Human elevator fart Donald Trump still thinks he’s going to be the next President of the United States, so he spent this weekend campaigning at the Iowa State Fair. You know, kissing babies and shit. Unfortunately, no babies were willing to make the ultimate sacrifice (ie. getting within kissing distance of Donald Trump’s nasty hair pile and risk getting scratched by the pale insanity goblin that lives inside). So instead, CNN says he offered free helicopter rides to kids.
While in the helicopter, a 9-year-old kid named William asked him: “Mr. Trump, are you Batman?“. Instead of answering “I can see how you might be confused, considering I look like a Dr. Moreau-style mistake involving a yellow-winged bat and an albino manatee, but no“, he answered: “I am Batman.”

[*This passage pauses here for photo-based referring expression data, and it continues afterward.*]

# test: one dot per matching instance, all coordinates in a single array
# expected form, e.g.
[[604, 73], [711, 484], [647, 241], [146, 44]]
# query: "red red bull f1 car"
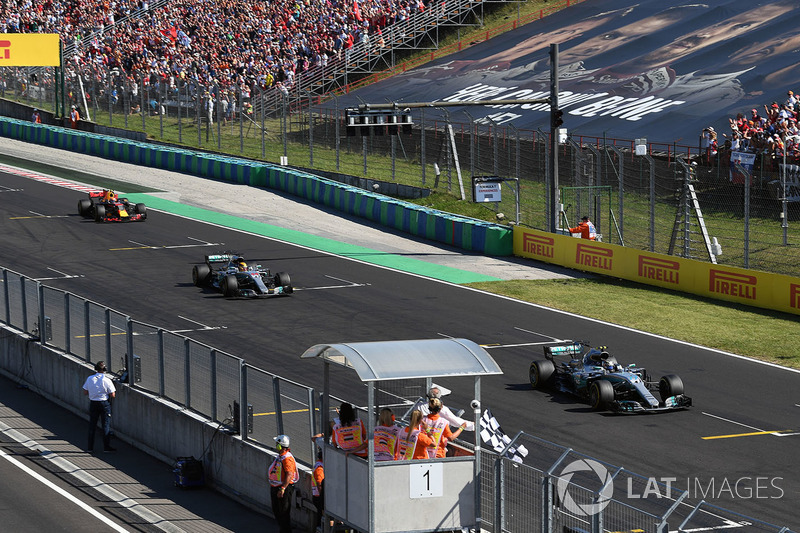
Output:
[[107, 206], [595, 376]]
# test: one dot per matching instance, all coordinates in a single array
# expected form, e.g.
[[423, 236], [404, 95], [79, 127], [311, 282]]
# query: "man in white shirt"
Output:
[[445, 412], [100, 389]]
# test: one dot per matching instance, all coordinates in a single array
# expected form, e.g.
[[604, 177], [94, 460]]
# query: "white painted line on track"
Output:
[[203, 327], [521, 344], [733, 422], [111, 494], [77, 186], [63, 275], [347, 284], [62, 492]]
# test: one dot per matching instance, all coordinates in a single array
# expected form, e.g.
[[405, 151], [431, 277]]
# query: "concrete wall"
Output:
[[164, 430]]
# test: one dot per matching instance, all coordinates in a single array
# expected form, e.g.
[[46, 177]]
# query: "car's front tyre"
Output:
[[230, 285], [670, 385], [540, 373], [200, 275], [601, 394], [282, 279], [85, 208]]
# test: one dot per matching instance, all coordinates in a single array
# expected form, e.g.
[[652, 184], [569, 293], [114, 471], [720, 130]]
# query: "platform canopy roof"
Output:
[[423, 358]]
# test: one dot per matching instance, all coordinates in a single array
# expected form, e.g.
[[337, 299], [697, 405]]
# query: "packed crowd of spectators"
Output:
[[230, 43], [773, 132]]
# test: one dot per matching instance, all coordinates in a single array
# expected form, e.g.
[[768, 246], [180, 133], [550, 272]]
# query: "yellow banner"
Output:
[[29, 50], [749, 287]]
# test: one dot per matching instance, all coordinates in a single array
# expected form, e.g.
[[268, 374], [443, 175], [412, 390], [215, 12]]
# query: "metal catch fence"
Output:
[[673, 199], [548, 488]]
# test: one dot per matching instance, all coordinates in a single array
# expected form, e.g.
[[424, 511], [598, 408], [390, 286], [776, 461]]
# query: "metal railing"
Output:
[[642, 204], [550, 488]]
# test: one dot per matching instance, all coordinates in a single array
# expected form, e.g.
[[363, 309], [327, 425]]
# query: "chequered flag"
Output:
[[492, 435]]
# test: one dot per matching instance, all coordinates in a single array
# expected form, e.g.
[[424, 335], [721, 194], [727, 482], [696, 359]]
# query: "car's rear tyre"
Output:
[[230, 285], [541, 372], [670, 385], [601, 394], [282, 279], [200, 275], [85, 208]]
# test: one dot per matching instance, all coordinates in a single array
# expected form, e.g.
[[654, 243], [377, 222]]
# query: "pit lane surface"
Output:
[[144, 270]]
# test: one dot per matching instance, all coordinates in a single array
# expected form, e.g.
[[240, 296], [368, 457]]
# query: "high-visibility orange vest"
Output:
[[435, 427], [349, 437], [385, 438], [278, 469]]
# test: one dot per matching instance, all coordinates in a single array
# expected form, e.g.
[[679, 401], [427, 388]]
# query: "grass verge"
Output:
[[757, 333]]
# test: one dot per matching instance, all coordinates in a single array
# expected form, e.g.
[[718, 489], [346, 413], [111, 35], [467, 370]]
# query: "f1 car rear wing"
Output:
[[573, 349], [219, 258]]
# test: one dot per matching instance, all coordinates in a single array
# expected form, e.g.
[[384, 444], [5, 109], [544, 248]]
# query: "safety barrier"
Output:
[[466, 233], [180, 394]]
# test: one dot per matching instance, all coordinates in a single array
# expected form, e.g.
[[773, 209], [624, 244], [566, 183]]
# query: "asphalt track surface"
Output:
[[661, 69], [144, 270]]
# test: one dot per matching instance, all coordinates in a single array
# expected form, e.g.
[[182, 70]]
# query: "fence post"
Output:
[[276, 392], [547, 496], [213, 362], [242, 422], [310, 132], [67, 324], [107, 314], [197, 105], [499, 501], [42, 321], [161, 107], [180, 105], [143, 105], [336, 127], [241, 121], [161, 378], [6, 299], [422, 155], [130, 359], [187, 373], [263, 123], [312, 408], [109, 91], [24, 304], [87, 327], [220, 114]]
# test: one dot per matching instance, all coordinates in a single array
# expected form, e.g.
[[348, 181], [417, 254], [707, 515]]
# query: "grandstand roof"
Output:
[[423, 358]]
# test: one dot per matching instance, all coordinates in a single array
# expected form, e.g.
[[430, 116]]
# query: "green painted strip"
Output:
[[404, 264]]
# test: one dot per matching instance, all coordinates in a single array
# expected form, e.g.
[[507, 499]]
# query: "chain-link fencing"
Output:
[[672, 199], [548, 488]]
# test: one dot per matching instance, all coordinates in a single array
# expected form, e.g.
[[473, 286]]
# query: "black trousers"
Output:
[[100, 411], [282, 507]]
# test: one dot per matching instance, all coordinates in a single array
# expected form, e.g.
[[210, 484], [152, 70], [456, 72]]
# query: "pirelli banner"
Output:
[[749, 287], [29, 50]]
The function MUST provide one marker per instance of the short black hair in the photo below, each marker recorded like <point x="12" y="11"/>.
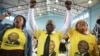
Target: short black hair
<point x="23" y="26"/>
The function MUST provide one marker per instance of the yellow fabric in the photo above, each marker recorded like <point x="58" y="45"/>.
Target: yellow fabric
<point x="75" y="37"/>
<point x="18" y="39"/>
<point x="41" y="35"/>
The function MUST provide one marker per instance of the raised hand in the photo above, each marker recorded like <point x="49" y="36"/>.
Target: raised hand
<point x="68" y="4"/>
<point x="32" y="3"/>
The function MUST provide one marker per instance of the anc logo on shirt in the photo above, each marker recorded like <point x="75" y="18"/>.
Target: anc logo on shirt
<point x="12" y="39"/>
<point x="83" y="48"/>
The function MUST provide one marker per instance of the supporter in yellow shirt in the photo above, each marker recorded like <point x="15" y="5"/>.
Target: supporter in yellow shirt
<point x="81" y="42"/>
<point x="41" y="35"/>
<point x="16" y="41"/>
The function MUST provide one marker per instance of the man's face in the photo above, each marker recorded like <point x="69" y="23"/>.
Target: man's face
<point x="82" y="26"/>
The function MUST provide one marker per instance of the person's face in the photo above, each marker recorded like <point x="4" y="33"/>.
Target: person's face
<point x="82" y="27"/>
<point x="19" y="22"/>
<point x="49" y="27"/>
<point x="51" y="47"/>
<point x="83" y="47"/>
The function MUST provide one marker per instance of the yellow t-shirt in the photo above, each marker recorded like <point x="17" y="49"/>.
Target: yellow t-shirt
<point x="75" y="37"/>
<point x="13" y="39"/>
<point x="41" y="35"/>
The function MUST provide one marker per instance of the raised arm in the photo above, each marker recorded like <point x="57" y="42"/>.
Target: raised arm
<point x="31" y="18"/>
<point x="68" y="19"/>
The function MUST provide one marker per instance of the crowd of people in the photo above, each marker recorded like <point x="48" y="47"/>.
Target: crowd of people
<point x="69" y="41"/>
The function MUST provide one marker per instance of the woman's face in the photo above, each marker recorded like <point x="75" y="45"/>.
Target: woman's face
<point x="19" y="22"/>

Someone needs to tell Donald Trump that my truly shitty Photoshop job above is as close as he’ll ever come to being Batman. Hell, I’m pretty sure if he went to put on a Batman costume from Party City, the costume would hiss “NOPE” and spontaneously combust. Was there ever a Batman villain whose thing was relentless word vomit and looked like a dried apricot that fell under the fridge and landed in a pile of dust and hair? If so, then he’s maybe that. But I say “maybe“, because it honestly feels too mean to compare Donald Trump to anything, even a Batman villain.
Of course, that wasn’t the only fuckery that came out of Donald Trump’s mouth hole this weekend. He also took a swipe at Heidi Klum during an interview with The New York Times. While talking about whether he’d ever tone down the Donald during his campaign – like rating women on Twitter – he said:
“Sometimes I do go a little bit far. Heidi Klum. Sadly, she’s no longer a 10.”
Well, of course he’d say that; if you were to stare directly at the gorgeous vision-altering all-natural visage of Melania Trump, your perception of beauty would be warped too.